Friday, July 25, 2008

Shakespear I'm not, but....

The Muses were the daughters of Zeus and Mnemosyne, the goddess of memory. The number of Muses varies over time; initially there was but one, and later there is mention of three: Melete, Mneme, and Aoede (the Elder Muses). They were nymphs in Pieria, western Thrace, and their cult was brought to Helicon in Boeotia by the Aloadae. Usually there is mention of nine muses: Calliope, Clio, Erato, Euterpe, Melpomene, Polyhymnia, Terpsichore, Thalia, and Urania, the Younger Muses.

The eldest and most distinguished of the nine Muses. She is the Muse of eloquence and epic or heroic poetry. Calliope ("beautiful voice") is the mother of Orpheus and Linus with Apollo. She was the arbitress in the argument over Adonis between Persephone and Aphrodite. Her emblems are a stylus and wax tablets.

The Muse of historical and heroic poetry. With Pierus, the king of Macedonia, she is the mother of Hyacinth. She was credited for introducing the Phoenician alphabet into Greece. Her attribute is usually a parchment scroll or a set of tablets.

The Muse of lyric poetry, particularly love and erotic poetry, and mimicry. She is usually depicted with a lyre.

Euterpe, her name means "rejoicing well" or "delight". She was born from Zeus and Mnemosyne. Euterpe is the Muse of music and lyric poetry. She is also the Muse of joy and pleasure and of flute playing and was thought to have invented the double flute, which is her attribute.

The Muse of tragedy. She is usually represented with a tragic mask and wearing the cothurnus (the boots traditionally worn by tragic actors). Sometimes she holds a knife or a club in one hand, and the mask in the other.

Polyhymnia is the Greek Muse of the sacred hymn, eloquence and dance. She is usually represented in a pensive or meditating position. She is a serious looking woman, dressed in a long cloak and resting with an elbow on a pillar. Sometimes she holds a finger to her mouth.

Terpsichore is the Muse of dancing and the dramatic chorus, and later of lyric poetry (and in even later versions, of flute playing). Hence the word terpsichorean, pertaining to dance. She is usually represented seated, and holding a lyre. According to some traditions, she is the mother of the Sirens with the river-god Achelous. She is also occasionally mentioned as the mother of Linus by Apollo.

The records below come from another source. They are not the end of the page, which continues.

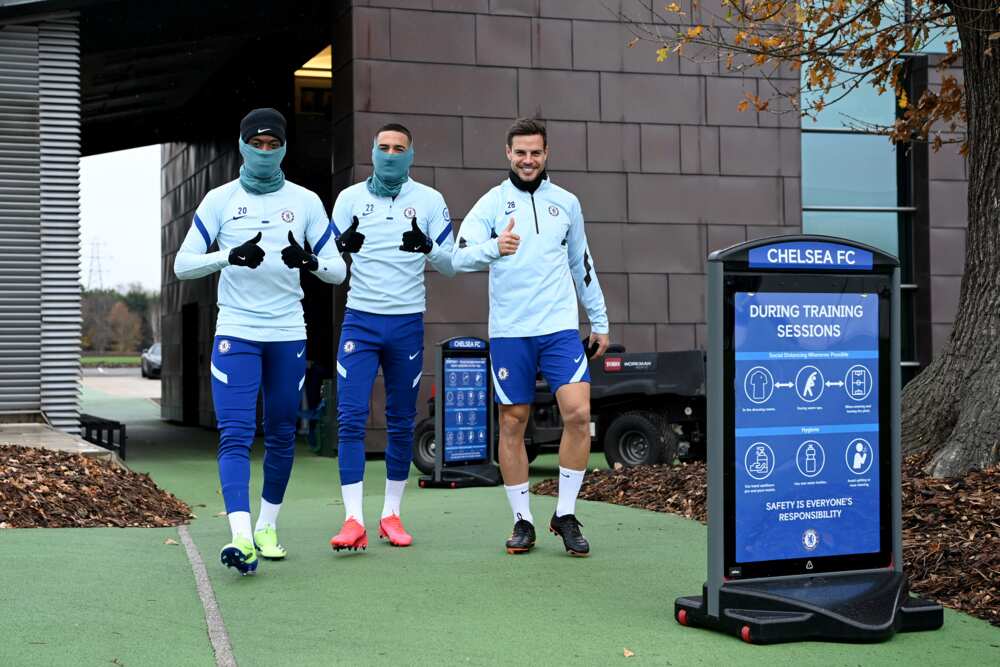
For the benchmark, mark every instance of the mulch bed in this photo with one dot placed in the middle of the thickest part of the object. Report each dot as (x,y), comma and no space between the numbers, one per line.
(951,527)
(41,488)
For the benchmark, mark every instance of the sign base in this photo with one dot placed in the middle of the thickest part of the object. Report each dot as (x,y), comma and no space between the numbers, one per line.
(863,607)
(459,477)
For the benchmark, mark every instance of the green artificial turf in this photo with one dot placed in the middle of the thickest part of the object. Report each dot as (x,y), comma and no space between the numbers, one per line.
(454,597)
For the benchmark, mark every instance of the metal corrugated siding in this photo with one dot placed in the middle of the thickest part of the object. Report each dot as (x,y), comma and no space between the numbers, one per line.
(20,234)
(59,132)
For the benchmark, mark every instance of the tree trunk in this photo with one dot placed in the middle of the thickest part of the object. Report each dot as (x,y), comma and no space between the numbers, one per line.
(953,407)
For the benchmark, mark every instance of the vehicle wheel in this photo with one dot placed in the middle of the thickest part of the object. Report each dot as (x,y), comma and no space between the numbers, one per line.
(639,438)
(424,447)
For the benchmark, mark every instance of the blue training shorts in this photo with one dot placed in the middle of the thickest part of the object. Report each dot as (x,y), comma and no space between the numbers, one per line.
(516,361)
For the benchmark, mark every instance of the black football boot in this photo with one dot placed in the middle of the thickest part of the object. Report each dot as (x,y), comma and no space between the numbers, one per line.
(522,538)
(568,528)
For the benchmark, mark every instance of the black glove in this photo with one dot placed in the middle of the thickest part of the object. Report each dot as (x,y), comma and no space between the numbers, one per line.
(249,254)
(352,239)
(415,240)
(296,257)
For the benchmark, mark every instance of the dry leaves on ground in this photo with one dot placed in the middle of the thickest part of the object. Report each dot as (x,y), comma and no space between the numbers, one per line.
(40,488)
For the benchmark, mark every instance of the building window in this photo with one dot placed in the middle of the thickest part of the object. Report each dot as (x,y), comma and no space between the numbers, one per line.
(857,185)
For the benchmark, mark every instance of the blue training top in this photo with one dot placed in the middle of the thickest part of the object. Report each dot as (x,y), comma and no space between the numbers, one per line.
(384,279)
(261,304)
(531,291)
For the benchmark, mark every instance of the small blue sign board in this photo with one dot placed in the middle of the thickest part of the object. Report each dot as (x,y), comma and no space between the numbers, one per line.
(466,415)
(818,255)
(465,344)
(807,425)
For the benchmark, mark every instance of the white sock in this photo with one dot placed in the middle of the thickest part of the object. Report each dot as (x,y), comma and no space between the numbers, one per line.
(268,517)
(569,489)
(353,495)
(517,495)
(393,497)
(239,524)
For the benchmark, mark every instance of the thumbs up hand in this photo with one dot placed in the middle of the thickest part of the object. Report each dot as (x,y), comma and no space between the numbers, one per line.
(249,254)
(351,240)
(415,240)
(296,257)
(508,241)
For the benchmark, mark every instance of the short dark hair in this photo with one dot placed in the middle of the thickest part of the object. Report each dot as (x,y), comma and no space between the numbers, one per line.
(526,127)
(395,127)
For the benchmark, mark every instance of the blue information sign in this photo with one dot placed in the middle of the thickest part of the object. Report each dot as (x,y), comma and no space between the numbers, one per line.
(465,409)
(807,425)
(809,255)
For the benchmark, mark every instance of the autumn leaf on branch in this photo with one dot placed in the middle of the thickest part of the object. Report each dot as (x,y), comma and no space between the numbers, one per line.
(839,45)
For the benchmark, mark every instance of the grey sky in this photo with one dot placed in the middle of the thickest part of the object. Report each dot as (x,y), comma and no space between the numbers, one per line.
(120,210)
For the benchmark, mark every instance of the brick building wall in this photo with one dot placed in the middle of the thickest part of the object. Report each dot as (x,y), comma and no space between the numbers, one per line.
(664,165)
(947,187)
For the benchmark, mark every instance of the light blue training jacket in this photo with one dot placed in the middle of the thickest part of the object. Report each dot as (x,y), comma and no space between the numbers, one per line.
(532,291)
(261,304)
(384,279)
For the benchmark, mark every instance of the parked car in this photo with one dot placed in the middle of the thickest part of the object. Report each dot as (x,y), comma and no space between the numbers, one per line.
(149,364)
(645,408)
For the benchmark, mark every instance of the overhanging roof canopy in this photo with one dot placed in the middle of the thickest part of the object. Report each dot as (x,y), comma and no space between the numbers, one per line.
(153,72)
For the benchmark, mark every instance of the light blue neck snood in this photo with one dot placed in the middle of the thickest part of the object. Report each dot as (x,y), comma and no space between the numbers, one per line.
(261,171)
(390,172)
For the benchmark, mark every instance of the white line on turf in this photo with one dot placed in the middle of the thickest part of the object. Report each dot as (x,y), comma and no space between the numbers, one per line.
(213,617)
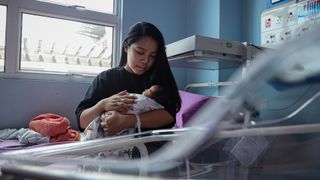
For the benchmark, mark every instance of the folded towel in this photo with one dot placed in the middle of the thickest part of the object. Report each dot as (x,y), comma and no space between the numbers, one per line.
(71,135)
(50,124)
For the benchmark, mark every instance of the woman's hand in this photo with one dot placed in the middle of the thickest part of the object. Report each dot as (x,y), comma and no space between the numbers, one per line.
(121,102)
(114,122)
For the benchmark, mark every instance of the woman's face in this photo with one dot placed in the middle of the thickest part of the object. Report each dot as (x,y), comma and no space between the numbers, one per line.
(141,55)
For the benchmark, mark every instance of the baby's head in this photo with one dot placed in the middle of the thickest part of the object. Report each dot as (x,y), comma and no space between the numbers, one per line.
(156,92)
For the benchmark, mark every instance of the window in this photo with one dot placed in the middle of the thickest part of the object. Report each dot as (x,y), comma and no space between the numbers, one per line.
(105,6)
(2,35)
(55,38)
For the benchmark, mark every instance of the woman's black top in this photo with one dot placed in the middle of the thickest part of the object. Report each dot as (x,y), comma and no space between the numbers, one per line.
(111,82)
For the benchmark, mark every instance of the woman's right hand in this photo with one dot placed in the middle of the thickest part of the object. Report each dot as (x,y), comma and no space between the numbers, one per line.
(121,102)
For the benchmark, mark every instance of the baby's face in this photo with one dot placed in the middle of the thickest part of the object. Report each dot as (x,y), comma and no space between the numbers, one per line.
(151,91)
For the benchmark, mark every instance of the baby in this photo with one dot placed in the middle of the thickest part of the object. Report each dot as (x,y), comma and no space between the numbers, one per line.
(149,100)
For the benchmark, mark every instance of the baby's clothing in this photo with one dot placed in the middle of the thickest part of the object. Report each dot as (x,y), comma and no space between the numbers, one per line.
(143,104)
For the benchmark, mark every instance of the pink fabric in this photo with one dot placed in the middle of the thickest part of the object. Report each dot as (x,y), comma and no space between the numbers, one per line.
(50,124)
(191,103)
(71,135)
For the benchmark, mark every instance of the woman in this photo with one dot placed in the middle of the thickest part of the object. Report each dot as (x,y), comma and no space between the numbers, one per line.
(143,63)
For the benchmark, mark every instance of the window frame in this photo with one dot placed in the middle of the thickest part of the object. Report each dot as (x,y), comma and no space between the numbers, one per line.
(15,9)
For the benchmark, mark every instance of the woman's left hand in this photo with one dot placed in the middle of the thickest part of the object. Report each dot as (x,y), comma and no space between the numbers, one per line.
(114,122)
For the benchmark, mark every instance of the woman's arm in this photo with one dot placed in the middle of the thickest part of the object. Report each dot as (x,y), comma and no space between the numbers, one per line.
(120,102)
(116,122)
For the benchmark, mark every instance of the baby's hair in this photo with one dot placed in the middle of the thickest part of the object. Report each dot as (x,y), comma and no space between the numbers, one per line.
(161,95)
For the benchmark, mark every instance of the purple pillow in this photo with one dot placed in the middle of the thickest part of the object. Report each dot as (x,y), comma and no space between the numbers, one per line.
(191,103)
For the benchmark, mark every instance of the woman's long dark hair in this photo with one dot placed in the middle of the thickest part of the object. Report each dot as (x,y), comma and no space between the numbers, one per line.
(160,72)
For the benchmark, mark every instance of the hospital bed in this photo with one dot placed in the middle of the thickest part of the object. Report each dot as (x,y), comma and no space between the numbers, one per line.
(281,141)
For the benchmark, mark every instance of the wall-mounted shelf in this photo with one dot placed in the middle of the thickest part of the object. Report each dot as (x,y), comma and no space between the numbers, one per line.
(200,52)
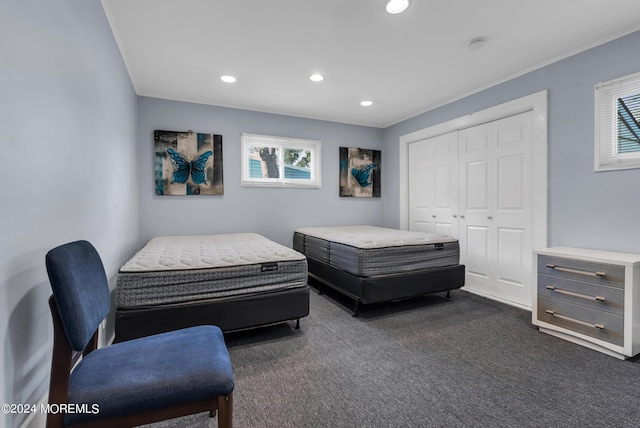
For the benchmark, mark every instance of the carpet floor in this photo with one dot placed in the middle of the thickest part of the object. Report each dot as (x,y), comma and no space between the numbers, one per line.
(466,361)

The Muse who presided over comedy and pastoral poetry. She also favored rural pursuits and is represented holding a comic mask and a shepherd's crook (her attributes). Thalia is also the name of one of the Graces (Charites).

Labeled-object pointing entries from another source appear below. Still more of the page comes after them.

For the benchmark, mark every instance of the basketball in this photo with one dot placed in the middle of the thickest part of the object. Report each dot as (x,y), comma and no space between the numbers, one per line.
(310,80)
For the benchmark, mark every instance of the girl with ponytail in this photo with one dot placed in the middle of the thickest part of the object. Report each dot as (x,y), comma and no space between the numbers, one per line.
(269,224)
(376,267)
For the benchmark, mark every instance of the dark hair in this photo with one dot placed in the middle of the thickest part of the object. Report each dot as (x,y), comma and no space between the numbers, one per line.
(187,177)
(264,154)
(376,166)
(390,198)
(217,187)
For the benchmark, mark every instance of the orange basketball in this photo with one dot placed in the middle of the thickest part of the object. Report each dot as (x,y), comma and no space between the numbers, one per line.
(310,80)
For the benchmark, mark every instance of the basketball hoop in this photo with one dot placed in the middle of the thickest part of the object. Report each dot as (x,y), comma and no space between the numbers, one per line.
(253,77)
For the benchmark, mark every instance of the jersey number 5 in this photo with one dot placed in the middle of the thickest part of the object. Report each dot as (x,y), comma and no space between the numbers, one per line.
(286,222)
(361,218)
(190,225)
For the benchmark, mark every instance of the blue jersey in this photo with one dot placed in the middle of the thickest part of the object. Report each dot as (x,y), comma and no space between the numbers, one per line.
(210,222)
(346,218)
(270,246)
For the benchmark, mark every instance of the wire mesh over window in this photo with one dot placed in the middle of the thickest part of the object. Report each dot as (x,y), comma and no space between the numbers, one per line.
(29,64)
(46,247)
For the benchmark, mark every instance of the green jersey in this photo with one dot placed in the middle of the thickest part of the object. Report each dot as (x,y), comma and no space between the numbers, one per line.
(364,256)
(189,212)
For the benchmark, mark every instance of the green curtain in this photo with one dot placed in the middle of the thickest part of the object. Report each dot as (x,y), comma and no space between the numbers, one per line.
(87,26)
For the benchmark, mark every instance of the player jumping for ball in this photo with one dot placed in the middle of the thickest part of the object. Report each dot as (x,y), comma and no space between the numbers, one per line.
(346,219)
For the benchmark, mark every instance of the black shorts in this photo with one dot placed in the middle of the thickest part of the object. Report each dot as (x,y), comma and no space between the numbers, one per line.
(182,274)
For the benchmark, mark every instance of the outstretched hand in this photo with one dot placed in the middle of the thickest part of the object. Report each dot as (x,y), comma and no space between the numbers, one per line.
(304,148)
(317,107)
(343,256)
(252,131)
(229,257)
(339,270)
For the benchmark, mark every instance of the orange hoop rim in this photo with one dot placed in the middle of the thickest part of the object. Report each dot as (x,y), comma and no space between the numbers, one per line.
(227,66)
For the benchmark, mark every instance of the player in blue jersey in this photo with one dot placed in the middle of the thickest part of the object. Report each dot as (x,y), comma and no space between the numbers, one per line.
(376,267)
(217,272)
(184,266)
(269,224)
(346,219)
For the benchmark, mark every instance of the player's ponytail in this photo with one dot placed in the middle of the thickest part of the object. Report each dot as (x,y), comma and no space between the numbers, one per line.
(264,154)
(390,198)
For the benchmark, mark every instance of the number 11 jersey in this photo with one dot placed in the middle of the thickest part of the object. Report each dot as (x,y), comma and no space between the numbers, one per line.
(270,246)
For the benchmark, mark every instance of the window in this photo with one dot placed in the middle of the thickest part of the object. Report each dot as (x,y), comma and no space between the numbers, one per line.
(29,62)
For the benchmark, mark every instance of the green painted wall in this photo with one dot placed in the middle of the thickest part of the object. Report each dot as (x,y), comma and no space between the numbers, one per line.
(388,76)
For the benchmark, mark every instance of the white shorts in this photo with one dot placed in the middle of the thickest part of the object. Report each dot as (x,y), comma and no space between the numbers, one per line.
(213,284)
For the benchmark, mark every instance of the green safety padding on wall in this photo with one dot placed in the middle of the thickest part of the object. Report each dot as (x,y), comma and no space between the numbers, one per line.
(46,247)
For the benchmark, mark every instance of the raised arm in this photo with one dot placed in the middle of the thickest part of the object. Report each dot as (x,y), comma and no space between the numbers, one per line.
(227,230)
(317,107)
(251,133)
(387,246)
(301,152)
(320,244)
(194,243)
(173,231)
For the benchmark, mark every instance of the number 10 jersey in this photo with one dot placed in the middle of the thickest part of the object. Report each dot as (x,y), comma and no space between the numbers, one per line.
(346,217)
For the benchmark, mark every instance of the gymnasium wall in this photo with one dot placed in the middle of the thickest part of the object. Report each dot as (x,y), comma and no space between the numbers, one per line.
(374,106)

The Greek Muse of astronomy and astrology. She is occasionally mentioned as the mother of Linus by Apollo. She is represented with a globe in her left hand and a peg in her right hand. Urania is dressed in a cloak embroidered with stars and she keeps her eyes towards the sky.

If anyone has seen any of these girls, please let them know I'm looking for them.

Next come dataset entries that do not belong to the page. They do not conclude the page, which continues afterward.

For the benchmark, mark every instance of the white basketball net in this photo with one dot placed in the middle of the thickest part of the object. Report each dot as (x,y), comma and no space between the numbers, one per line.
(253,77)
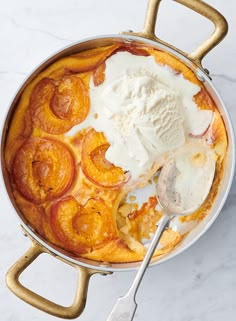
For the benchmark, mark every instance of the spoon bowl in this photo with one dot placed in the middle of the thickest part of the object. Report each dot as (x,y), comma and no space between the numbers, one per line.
(192,169)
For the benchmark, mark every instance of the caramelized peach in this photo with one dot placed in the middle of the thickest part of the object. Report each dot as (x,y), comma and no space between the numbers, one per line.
(82,228)
(56,106)
(43,169)
(94,164)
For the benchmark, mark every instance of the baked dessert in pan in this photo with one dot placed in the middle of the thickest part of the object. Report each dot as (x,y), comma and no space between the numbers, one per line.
(93,129)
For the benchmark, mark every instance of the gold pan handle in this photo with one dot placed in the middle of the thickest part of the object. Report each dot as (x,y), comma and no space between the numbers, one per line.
(71,312)
(221,27)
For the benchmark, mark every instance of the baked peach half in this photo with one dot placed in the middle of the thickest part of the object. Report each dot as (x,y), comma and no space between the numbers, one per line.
(58,105)
(82,228)
(43,169)
(94,164)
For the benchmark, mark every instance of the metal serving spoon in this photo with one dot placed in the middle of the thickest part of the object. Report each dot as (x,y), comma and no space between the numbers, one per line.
(173,203)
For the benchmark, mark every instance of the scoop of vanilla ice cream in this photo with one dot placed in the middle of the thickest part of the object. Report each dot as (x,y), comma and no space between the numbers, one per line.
(140,107)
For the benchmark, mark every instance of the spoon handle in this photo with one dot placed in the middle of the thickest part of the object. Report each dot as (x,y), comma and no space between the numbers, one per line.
(125,307)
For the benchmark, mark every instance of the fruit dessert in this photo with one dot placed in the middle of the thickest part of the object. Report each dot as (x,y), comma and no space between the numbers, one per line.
(88,138)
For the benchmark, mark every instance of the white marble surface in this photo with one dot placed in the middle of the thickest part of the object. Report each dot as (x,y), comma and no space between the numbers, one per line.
(198,285)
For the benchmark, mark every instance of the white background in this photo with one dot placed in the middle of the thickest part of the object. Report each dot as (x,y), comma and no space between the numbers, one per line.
(198,285)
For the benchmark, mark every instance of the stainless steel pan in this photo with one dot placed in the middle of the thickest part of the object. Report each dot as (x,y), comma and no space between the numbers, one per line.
(86,268)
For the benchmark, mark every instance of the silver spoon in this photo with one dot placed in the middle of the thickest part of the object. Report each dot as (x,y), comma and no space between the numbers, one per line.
(172,202)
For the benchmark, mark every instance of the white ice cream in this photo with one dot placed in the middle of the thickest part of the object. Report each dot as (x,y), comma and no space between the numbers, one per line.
(144,109)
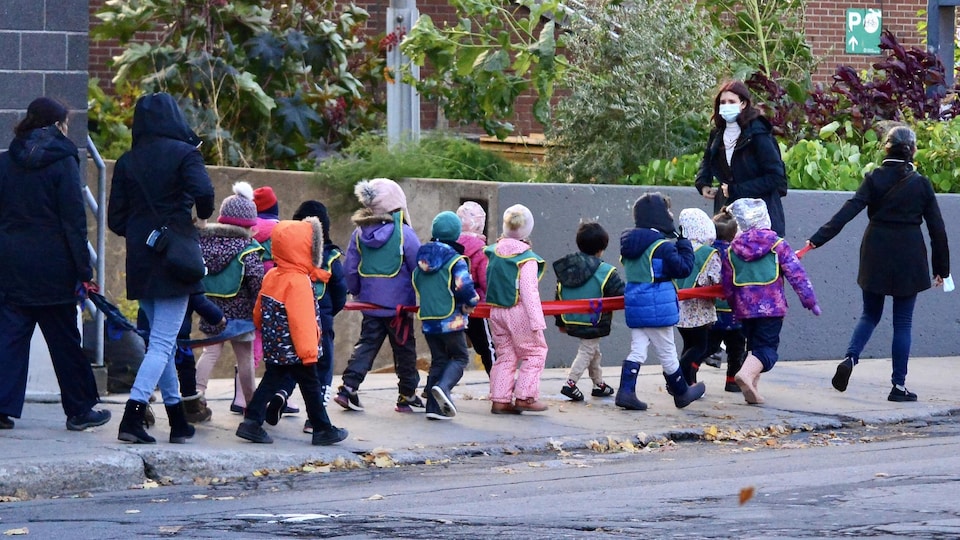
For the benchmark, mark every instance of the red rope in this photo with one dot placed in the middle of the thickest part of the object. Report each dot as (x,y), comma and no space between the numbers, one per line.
(558,307)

Even writing about muses provides no inspiraiton. That is messed up.

It's not that there isn't stuff to write about. Lord knows, this week with Mike V's opinion on gun registration, the Obamassiah over in Europe winning votes, McCain's display of snark talent, you'd think I could find something to write. But the muses, they have abandoned me.



Home on the Range said...

I work best with the frosty Guinness muse.

aepilot_jim said...

There's a frosty Guinness muse!?! Somebody introduce me quick! No, faster than that! Why don't people tell me these things?